Elisabeth Wucke, (Potsdam 1894-??), seit 1913 Krankenschwester an der Universitätsfrauenklinik Artilleriestrasse (heute Tucholskystrasse), wurde als SPD-Mitglied und wegen ihrer Betriebsratstätigkeit entlassen: Es sei nicht sicher, dass sie, so der Verwaltungsdirektor am 15. August 1933, „jederzeit rückhaltlos für den nationalen Staat“ eintrete. Unter allen Klinikmitarbeitern waren nur vier SPD-Mitglieder, aber 14 von 98 Krankenschwestern, darunter auch die leitenden, waren bereits vor 1933 in der NSDAP. So befürworteten auch Ko-Schwestern, der Gauleiter persönlich und auch der die NSDAP-Anschauungen fördernde Klinikchef, Prof. Walter Stoeckel (1871-1961), ihre Entlassung. Für den ebenfalls entlassenen Pförtner setzte Stoeckel sich ein, weil er nicht antinational sei, aber nicht für Wucke: Bei „der Krankenschwester …, die … durchaus pflichttreu war und sich dienstlich nichts hat zu schulden kommen lassen“, meinte er gegenüber dem Verwaltungsdirektor, „habe ich diese Überzeugung nicht.“

Auch ihre der Not der drohenden Arbeitslosigkeit geschuldeten Bitten halfen nicht: sie habe sich weder politisch noch agitatorisch betätigt, 1932 die SPD verlassen, sie müsse ihren national denkenden Vater mit geringer Pension, einen Polizeibeamten mit 40-jähriger Dienstzeit, unterstützen, ihre Brüder seien Kriegsteilnehmer gewesen und einer sei „den Heldentod auf einem U-Boot“ gestorben.

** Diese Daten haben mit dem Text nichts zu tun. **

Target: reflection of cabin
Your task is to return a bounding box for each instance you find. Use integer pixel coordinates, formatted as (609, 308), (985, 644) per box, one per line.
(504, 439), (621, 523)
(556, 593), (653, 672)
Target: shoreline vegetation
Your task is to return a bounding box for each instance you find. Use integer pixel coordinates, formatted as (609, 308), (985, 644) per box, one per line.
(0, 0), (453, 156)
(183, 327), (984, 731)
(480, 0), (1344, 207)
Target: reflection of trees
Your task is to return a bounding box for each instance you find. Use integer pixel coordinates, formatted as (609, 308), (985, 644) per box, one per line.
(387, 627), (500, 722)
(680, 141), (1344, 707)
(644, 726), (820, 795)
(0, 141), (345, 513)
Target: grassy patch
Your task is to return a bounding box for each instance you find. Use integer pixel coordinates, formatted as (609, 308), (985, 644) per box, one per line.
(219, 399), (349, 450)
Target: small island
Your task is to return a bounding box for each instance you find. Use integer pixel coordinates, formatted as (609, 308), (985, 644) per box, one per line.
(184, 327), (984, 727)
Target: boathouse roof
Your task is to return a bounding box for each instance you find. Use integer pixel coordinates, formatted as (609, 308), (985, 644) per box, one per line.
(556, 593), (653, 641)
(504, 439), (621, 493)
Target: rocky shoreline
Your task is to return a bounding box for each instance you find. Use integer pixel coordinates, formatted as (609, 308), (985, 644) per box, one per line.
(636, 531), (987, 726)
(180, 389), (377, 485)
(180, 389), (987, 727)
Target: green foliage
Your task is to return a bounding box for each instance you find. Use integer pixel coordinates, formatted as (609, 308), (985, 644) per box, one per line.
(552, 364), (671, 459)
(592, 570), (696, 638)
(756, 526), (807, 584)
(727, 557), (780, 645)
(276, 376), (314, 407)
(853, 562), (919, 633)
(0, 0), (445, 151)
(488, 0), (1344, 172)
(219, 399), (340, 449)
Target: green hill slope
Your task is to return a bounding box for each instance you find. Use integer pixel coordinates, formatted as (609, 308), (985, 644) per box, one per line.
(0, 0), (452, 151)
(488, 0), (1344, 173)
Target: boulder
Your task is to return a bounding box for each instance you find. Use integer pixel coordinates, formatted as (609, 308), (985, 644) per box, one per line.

Erst 1941, wohl dem Schwesternmangel im Krieg geschuldet, fand sie eine Anstellung. Ab 1945 konnte sie wieder in der Charité arbeiten. Über ihr weiteres Leben sowie ihren Todeszeitpunkt wissen wir nichts. Auch haben wir kein Foto - auf der hier wiedergegebenen Aufnahme von 1934 unter ihren Kolleginnen und Kollegen der Frauenklinik wird sie nicht mehr sein!